On ne veut jamais faire taire que ceux et celles que l’on craint, et ce Gouvernement – qui n’est pas le premier ! – s’inquiète en réalité moins de « l’image de la Justice » que des critiques que les professionnels peuvent émettre à l’égard des conditions souvent dégradantes dans lesquelles les justiciables sont confrontés à l’institution, des incessants projets de réforme et des atteintes toujours plus nombreuses à l’indépendance de l’autorité judiciaire ainsi qu’aux droits et libertés de chacun et chacune.

La liberté d’expression, individuelle ou collective, demeure l’unique vecteur de participation des magistrat.es au débat public, de pédagogie et d’expertise à l’attention des citoyens et citoyennes, qui doivent être pleinement informés sur un sujet aussi important que le fonctionnement de notre justice dans un État de droit.
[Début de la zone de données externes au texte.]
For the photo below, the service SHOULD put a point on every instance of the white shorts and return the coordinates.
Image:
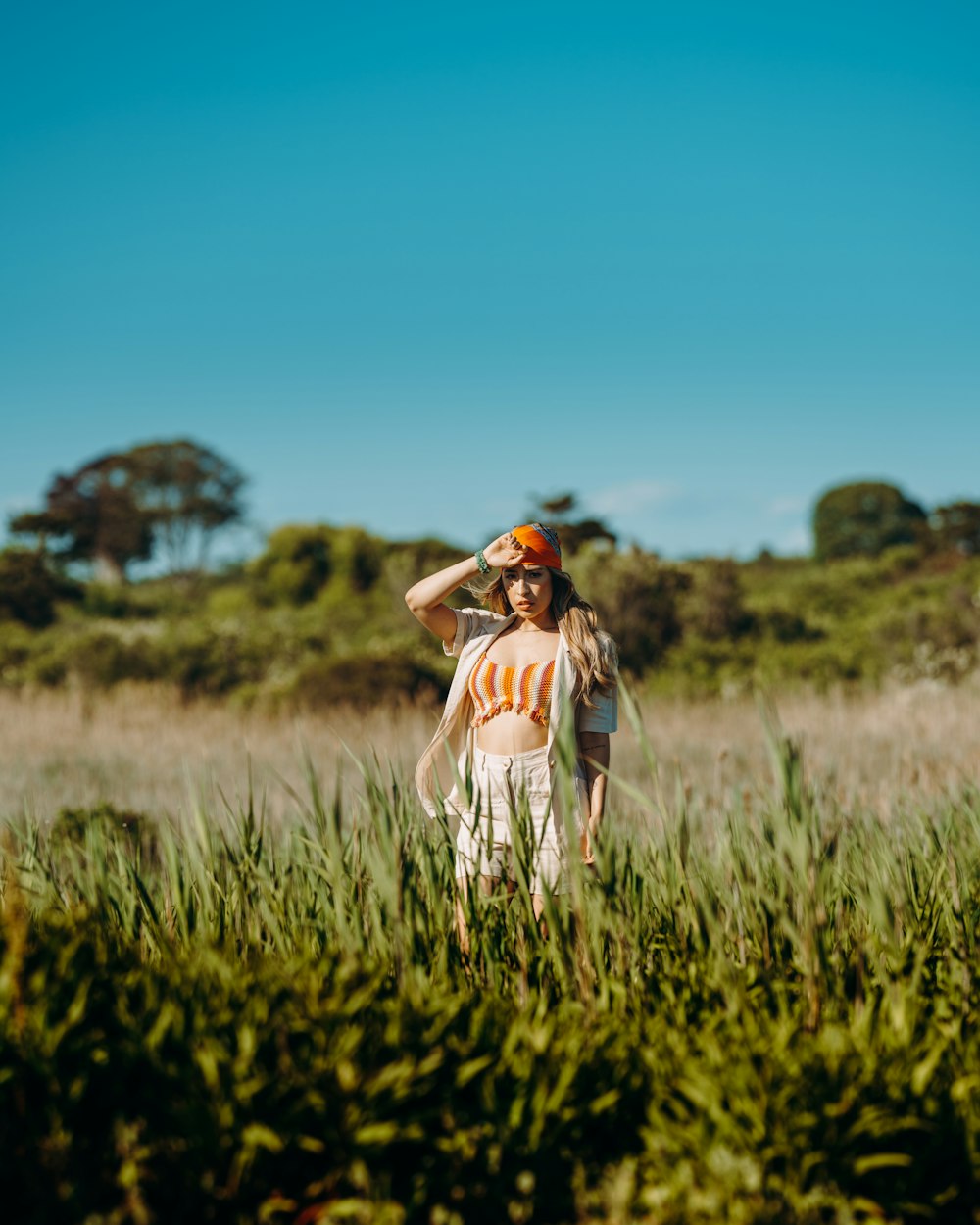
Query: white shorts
(513, 808)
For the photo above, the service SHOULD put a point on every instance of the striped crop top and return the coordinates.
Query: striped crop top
(496, 689)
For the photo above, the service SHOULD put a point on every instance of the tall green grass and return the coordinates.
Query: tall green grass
(762, 1013)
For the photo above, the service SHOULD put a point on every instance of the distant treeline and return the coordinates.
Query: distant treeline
(318, 616)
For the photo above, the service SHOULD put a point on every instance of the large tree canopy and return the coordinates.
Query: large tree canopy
(956, 527)
(116, 509)
(92, 515)
(866, 517)
(186, 491)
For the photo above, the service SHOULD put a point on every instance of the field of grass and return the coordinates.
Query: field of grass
(762, 1008)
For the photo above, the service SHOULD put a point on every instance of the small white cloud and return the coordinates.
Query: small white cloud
(631, 498)
(782, 506)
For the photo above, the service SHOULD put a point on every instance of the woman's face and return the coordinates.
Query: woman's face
(528, 588)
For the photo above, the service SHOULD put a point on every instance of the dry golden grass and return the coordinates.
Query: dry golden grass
(141, 749)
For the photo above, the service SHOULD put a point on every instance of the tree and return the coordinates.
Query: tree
(636, 599)
(956, 527)
(866, 517)
(185, 490)
(715, 608)
(114, 509)
(295, 564)
(557, 513)
(92, 515)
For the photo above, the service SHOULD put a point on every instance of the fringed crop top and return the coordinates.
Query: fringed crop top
(496, 689)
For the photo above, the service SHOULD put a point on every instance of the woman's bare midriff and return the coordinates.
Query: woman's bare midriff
(509, 733)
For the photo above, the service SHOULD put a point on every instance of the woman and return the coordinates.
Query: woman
(529, 664)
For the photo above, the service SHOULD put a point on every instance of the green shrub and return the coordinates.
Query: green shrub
(29, 589)
(368, 680)
(295, 564)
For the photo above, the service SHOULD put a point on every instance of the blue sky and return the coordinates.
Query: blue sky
(407, 265)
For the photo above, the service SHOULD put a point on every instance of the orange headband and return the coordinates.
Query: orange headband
(543, 545)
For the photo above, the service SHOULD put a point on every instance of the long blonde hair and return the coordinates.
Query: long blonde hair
(592, 650)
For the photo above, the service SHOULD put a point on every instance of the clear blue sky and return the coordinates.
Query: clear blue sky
(407, 264)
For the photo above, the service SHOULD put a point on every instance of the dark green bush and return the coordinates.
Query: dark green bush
(368, 680)
(29, 588)
(295, 564)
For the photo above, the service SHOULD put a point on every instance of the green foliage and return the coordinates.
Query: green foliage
(767, 1018)
(184, 490)
(866, 517)
(116, 508)
(560, 513)
(636, 599)
(29, 589)
(295, 564)
(715, 607)
(368, 680)
(956, 527)
(93, 515)
(297, 620)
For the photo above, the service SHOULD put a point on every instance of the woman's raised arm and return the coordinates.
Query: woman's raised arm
(425, 599)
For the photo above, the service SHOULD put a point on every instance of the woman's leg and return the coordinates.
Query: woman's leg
(488, 883)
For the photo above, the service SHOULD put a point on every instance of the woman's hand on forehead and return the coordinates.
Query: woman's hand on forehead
(506, 550)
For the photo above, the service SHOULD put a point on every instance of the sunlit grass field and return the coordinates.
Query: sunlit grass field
(240, 1000)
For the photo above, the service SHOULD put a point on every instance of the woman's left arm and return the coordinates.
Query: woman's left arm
(593, 750)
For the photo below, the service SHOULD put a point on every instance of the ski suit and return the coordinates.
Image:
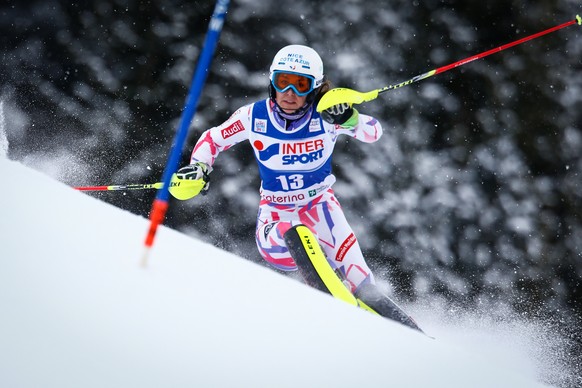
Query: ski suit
(294, 159)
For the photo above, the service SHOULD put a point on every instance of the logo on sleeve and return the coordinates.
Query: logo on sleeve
(260, 126)
(232, 129)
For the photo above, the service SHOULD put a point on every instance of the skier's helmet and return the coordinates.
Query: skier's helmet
(296, 67)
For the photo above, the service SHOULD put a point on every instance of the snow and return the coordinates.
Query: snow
(78, 310)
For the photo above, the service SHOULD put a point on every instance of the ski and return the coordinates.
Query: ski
(318, 273)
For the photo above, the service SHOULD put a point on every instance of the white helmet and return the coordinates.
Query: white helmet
(299, 59)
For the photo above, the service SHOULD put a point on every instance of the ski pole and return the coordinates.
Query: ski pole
(134, 186)
(344, 95)
(181, 189)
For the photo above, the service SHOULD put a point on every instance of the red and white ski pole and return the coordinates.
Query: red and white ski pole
(344, 95)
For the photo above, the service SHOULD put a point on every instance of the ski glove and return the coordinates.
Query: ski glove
(195, 171)
(339, 114)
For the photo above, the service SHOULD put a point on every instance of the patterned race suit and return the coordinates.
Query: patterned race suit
(294, 159)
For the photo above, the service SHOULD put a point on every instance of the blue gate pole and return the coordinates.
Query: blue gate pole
(160, 204)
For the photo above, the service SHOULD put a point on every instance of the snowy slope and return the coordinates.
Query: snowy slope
(77, 310)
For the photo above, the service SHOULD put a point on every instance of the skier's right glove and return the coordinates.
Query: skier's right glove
(341, 114)
(196, 171)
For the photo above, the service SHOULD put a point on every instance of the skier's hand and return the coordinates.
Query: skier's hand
(338, 114)
(195, 171)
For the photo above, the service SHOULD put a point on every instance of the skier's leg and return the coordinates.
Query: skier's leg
(338, 240)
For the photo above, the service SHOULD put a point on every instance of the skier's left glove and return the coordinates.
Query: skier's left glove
(196, 171)
(341, 114)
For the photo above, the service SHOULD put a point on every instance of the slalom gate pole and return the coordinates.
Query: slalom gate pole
(344, 95)
(160, 204)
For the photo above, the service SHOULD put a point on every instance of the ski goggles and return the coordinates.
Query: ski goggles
(299, 83)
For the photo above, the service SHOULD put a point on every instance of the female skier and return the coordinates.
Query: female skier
(293, 145)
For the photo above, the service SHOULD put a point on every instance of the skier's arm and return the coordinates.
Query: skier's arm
(217, 139)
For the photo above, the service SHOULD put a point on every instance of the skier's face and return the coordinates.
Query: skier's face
(289, 101)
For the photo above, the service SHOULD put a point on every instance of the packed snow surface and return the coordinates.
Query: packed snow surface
(79, 310)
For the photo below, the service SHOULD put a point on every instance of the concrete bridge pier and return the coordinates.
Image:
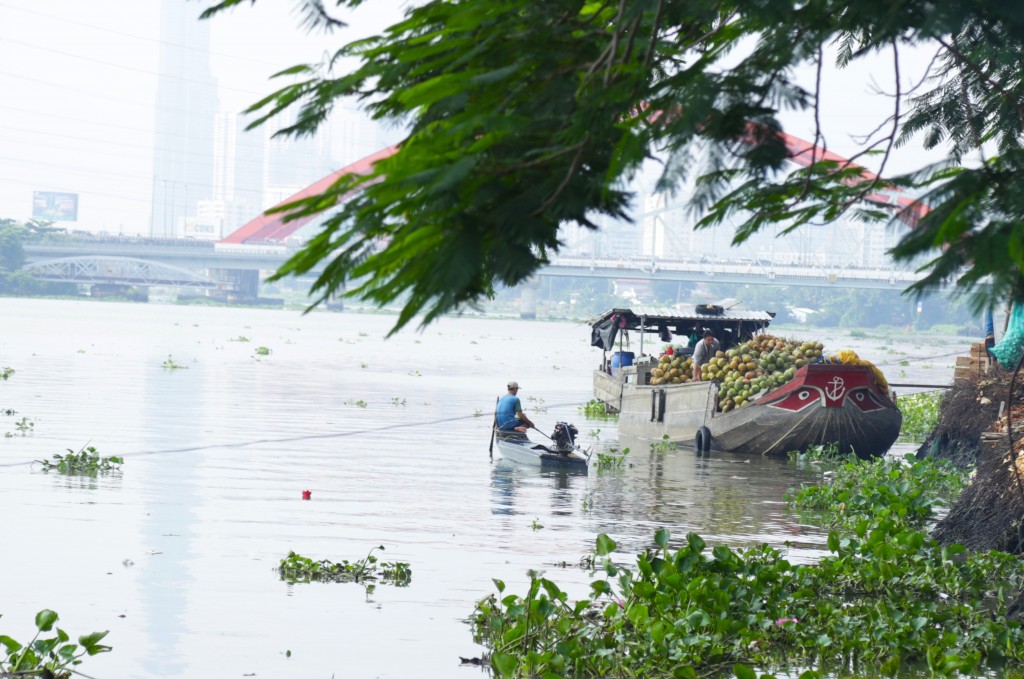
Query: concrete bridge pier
(244, 283)
(527, 298)
(136, 293)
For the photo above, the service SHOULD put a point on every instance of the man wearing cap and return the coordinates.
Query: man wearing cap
(704, 352)
(509, 415)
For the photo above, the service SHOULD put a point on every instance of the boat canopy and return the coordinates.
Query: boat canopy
(729, 326)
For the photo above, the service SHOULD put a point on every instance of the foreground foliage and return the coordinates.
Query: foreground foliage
(887, 596)
(523, 116)
(51, 656)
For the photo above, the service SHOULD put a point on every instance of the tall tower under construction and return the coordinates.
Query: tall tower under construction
(186, 104)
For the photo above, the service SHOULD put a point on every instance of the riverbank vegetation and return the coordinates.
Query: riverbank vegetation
(921, 415)
(886, 599)
(44, 655)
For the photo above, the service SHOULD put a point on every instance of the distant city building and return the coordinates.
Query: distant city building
(186, 102)
(238, 172)
(294, 163)
(354, 135)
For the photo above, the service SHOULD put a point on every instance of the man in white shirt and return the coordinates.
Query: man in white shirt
(704, 352)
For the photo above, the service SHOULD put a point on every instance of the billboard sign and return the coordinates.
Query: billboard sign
(53, 206)
(203, 228)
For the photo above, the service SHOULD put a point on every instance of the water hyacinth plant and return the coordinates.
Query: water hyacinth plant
(595, 410)
(887, 598)
(171, 365)
(51, 656)
(87, 462)
(921, 415)
(298, 568)
(906, 491)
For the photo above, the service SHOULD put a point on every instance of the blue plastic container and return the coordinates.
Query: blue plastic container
(621, 359)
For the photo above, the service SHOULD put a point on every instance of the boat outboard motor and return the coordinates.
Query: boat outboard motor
(564, 436)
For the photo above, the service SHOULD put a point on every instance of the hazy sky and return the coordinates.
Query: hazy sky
(78, 83)
(78, 89)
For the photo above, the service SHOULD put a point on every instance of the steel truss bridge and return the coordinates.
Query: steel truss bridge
(99, 269)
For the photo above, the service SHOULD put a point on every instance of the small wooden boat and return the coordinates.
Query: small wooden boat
(822, 404)
(518, 448)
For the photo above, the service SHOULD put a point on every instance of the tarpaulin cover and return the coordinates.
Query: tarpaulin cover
(603, 334)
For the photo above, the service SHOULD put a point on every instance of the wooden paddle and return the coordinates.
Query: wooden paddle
(494, 425)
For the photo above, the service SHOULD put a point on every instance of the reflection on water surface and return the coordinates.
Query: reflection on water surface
(176, 554)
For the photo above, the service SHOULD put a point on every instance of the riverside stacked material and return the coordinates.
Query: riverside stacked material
(822, 404)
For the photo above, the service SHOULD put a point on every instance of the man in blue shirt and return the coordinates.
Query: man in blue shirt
(509, 415)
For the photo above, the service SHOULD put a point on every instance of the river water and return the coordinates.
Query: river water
(176, 553)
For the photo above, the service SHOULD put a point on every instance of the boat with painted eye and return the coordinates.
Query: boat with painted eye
(822, 402)
(562, 452)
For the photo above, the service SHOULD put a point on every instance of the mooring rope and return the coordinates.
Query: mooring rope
(293, 439)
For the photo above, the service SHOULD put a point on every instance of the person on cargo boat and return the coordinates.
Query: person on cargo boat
(704, 352)
(509, 415)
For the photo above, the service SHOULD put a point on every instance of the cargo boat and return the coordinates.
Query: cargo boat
(822, 404)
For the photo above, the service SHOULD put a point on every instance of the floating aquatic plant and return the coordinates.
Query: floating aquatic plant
(51, 656)
(171, 365)
(87, 462)
(298, 568)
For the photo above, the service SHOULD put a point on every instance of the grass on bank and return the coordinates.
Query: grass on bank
(886, 599)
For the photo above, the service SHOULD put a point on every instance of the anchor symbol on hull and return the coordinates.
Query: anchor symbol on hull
(836, 388)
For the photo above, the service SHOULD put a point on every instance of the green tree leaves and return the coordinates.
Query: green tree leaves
(524, 116)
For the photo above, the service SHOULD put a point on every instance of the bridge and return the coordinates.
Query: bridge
(118, 271)
(185, 262)
(262, 245)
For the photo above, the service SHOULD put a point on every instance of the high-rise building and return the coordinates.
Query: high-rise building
(186, 103)
(238, 171)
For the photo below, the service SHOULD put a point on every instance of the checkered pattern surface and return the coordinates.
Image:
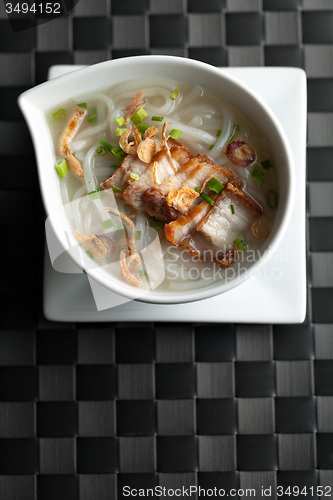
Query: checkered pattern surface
(87, 409)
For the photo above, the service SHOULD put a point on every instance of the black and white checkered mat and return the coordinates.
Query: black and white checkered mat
(88, 409)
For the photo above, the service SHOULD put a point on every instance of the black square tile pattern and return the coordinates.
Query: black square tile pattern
(175, 380)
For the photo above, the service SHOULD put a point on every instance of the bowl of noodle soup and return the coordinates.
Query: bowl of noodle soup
(165, 179)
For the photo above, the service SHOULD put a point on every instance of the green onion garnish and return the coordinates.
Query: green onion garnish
(139, 116)
(59, 115)
(175, 134)
(93, 195)
(266, 164)
(206, 198)
(120, 131)
(118, 153)
(173, 94)
(106, 224)
(62, 168)
(92, 115)
(215, 185)
(272, 199)
(106, 145)
(240, 243)
(156, 224)
(234, 130)
(135, 176)
(100, 151)
(258, 175)
(142, 127)
(119, 121)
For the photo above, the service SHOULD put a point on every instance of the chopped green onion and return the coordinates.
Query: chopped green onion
(175, 134)
(59, 115)
(93, 195)
(106, 224)
(173, 94)
(100, 151)
(266, 164)
(119, 121)
(258, 175)
(234, 130)
(92, 115)
(118, 153)
(106, 145)
(240, 243)
(142, 127)
(272, 199)
(206, 198)
(156, 224)
(120, 131)
(139, 116)
(62, 168)
(215, 185)
(135, 176)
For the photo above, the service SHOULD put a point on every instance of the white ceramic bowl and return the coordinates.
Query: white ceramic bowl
(35, 102)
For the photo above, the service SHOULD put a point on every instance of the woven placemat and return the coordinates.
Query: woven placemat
(86, 410)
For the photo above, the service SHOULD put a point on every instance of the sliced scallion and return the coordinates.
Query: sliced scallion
(142, 127)
(120, 131)
(135, 176)
(240, 243)
(174, 94)
(92, 115)
(175, 134)
(266, 164)
(156, 224)
(106, 224)
(258, 175)
(101, 151)
(119, 121)
(106, 145)
(62, 169)
(206, 198)
(234, 130)
(59, 115)
(139, 116)
(215, 185)
(272, 199)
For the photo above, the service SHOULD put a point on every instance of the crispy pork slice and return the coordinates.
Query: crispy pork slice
(231, 216)
(121, 177)
(176, 194)
(166, 164)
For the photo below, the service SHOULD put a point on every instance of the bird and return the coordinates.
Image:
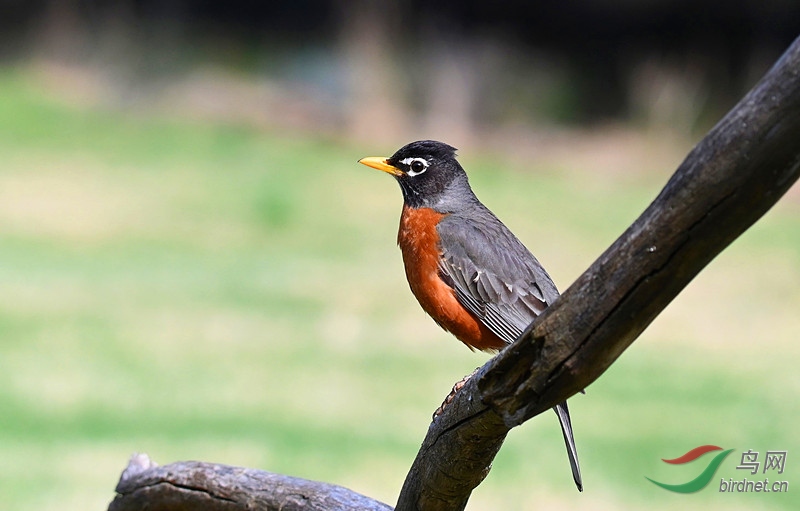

Le syndicat des Avocats de France apporte son soutien plein et entier aux organisations syndicales de la magistrature et aux magistrat.es qui, par le biais de leurs expressions individuelles et collectives, participent au débat démocratique.

Leur avis, l’expression de leur opinion et de leur expertise, apparait d’autant plus nécessaire au moment où un nouveau projet de loi de programmation pour la Justice s’apprête à être discuté au Parlement selon une procédure accélérée.

La justice ne doit pas être instrumentalisée. Ni par ceux et celles qui nous gouvernent, ni par ceux et celles qui la rendent. Elle est notre bien commun. Préservons là de ces querelles. Vouloir la faire taire n’est il pas le meilleur moyen pour l’étouffer.